How Blockchain can reshape transparency in Financial Services

“Chancellor on brink of second bailout for banks”. The headline from The London Times in UK encoded in the first bitcoin blockchain transaction on January 03, 2009. The origination of Bitcoin and the development of technology underlining it, the Bitcoin Blockchain, was said to be due to the disenchantment and loss of trust of the founders and its early adopters with the incumbent financial services industry and the havoc the 2008 Global Financial Crisis had caused.

It was a system created to eliminate the middleman from a transaction and reward users for their efforts, while aiming to provide traceability and transparency on transactions. All Bitcoin transactions are meant to be public, traceable, and permanently stored in the Bitcoin network. Bitcoin addresses are the only information used to define where Bitcoins are allocated and where they are sent. These addresses are created privately by each user's wallets.

Though these addresses are meant in a way to act like bank account numbers and therefore provide end user traceability, the lack of KYC and visibility on the details of the owners of these addresses provided an opportunity for nefarious elements to start using Bitcoin, for payments of illegal activities and ransomware. Quite a few users also used Bitcoin as a means to circumvent rules on cross border payments and currency control measures. This led many authorities globally to look at Bitcoin related transactions, and as an extension, all cryptocurrency transactions, as cover for illicit activities. The ICO boom and bust of 2017 to 2019, only further reiterated this view among these regulators.

While this hypothesis does hold good for a number of crypto activities over the last few years, there have been significant efforts made to bring in greater transparency and traceability. With the FATF rules on VASPs (Virtual Asset Service Providers, i.e., cryptocurrency exchanges), we are seeing a lot more transparency being brought into the cryptocurrency world. These rules require VASPs to provide details of every transaction, including names of the sender and receiver. In the recent times, there are much stringent KYC requirements on most of the large and established exchanges, and users can be easily traced.
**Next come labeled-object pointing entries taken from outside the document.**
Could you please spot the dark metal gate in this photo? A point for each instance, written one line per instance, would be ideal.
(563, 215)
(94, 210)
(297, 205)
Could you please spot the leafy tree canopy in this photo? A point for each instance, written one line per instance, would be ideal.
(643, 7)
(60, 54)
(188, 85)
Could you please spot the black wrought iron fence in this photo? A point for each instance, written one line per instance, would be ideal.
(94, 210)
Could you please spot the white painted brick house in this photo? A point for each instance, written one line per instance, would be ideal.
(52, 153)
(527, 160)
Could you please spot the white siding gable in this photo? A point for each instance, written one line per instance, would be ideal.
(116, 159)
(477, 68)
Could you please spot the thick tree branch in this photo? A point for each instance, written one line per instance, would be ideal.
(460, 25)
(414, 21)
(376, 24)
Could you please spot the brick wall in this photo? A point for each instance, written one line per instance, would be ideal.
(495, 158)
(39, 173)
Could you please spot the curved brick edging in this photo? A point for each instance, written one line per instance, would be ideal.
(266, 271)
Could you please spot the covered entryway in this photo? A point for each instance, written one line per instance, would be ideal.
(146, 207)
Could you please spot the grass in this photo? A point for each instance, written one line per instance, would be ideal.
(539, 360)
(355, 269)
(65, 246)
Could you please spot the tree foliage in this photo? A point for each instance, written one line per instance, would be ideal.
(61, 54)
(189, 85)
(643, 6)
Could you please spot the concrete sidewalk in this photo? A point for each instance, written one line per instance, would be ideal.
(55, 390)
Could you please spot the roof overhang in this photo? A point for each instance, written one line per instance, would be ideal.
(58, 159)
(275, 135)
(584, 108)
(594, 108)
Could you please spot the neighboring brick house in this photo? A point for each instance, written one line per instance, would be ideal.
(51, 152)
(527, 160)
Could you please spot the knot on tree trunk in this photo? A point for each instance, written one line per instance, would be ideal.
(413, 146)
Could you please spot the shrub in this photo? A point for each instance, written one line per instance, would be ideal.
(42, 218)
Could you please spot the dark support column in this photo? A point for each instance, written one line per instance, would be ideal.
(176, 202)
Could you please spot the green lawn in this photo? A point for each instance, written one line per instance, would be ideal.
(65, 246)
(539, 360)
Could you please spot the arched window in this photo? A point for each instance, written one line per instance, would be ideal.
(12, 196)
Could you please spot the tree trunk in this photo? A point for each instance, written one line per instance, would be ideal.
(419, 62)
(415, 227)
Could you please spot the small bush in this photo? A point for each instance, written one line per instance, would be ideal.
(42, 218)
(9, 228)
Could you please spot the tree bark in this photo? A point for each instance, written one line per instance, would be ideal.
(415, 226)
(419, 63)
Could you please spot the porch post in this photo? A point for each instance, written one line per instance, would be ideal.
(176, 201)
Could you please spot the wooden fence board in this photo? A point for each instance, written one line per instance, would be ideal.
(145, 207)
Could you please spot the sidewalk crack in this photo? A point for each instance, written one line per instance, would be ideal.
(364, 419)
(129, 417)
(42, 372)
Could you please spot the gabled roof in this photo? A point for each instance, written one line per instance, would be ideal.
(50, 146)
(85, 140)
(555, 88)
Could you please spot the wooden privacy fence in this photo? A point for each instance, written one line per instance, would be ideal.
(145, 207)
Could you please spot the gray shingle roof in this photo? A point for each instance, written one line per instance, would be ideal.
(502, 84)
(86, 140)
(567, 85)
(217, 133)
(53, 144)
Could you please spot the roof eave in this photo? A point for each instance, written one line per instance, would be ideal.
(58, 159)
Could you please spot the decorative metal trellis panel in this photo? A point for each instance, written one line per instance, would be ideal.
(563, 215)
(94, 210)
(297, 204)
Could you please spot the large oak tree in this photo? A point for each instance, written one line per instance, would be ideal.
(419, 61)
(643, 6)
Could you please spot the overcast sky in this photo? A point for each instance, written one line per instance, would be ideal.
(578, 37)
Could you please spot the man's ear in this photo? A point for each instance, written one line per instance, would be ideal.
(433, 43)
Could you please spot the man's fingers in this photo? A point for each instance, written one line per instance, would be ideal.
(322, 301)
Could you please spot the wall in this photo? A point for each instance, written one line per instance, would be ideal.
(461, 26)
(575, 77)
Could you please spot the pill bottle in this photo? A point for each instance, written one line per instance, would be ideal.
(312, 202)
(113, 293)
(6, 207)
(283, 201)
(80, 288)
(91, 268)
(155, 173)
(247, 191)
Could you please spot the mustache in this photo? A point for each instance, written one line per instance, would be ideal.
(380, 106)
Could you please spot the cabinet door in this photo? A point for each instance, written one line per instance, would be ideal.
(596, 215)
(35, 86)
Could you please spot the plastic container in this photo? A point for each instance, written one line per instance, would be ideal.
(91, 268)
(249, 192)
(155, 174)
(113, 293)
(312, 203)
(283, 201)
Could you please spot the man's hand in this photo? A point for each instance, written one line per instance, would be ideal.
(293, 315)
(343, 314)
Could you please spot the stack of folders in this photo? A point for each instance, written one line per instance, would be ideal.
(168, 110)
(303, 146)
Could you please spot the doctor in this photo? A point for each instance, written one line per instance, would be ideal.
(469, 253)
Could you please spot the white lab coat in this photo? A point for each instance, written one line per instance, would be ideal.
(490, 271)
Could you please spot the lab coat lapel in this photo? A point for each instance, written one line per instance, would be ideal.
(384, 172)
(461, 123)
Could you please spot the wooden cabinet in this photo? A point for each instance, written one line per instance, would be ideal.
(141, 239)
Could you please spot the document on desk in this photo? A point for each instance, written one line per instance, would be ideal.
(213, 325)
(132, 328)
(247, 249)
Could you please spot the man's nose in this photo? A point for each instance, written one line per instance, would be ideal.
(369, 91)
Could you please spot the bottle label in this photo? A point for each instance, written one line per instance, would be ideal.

This has now allowed for more licensed institutions globally to start looking to both use as well as facilitate investment into cryptocurrencies as an alternative asset class. In addition, we are also seeing Central Bank Digital Currencies being considered globally, not least in large economies such as China.

Beyond looking at cryptocurrencies as another way of conducting payments, many financial institutions and regulators have focused on the underlying distributed ledger/ blockchain technology as a tool to increase transparency and traceability in the financial world, while reducing inefficiencies in processes such as reconciliations etc., We are seeing many applications of the technology for the KYC process, especially as there is an immutability element to blockchain along with the distributed nature of the ledger. This allows individuals and institutions to share and validate KYC data. Secondly, as an extension, blockchain can be very useful for AML through transaction monitoring and eliminating fraud.

Blockchain is but one example of how emerging technologies under the label of Regulatory Technology or Regtech, are bringing in higher transparency and building trust in financial services, both by the end users as well as regulators. We have also noticed increase use of Artificial Intelligence and data mapping

techniques to determine relation between transactions and find red flags related to AML and fraud detection. All of these are dependent on qualified and verified data to allow for models to be built on top. Financial institutions have a lot of data, but much of this data tends not to be properly classified and structured. Use of technology can help in data structuring and classification to enable data analytics. These technologies can be built either inhouse or by engaging Regtech startup solutions.

The emergency of Fintechs in the last decade happened due to two main reason, (1) Newer technologies, like Appl iPhone which changed customer behavior and (2) inability of incumbents to keep up with technology advancement and leaving a a gap between customers and bank’ services. All in all, by better use of these technology solutions, financial institutions can achieve better transparency and confidence in their processes. Secondly, use of regulatory technology for reporting can help provide regulators and policy makers with higher quality evaluation data points and build their confidence in financial institutions. Lastly, for effective use of technology for risk management across the base helps keep the financial institutions/ balance sheet in gaining investor confidence.

Musheer Ahmed

Musheer has engaged in the financial services industry for 16 years, with a decade as a trader and the last six years focused on Fintech. He is nominated among the top FinTech Leaders in Hong Kong and is the co-founder of the Fintech Association of Hong Kong. He has authored several articles and white papers on FinTech, Blockchain and Capital markets.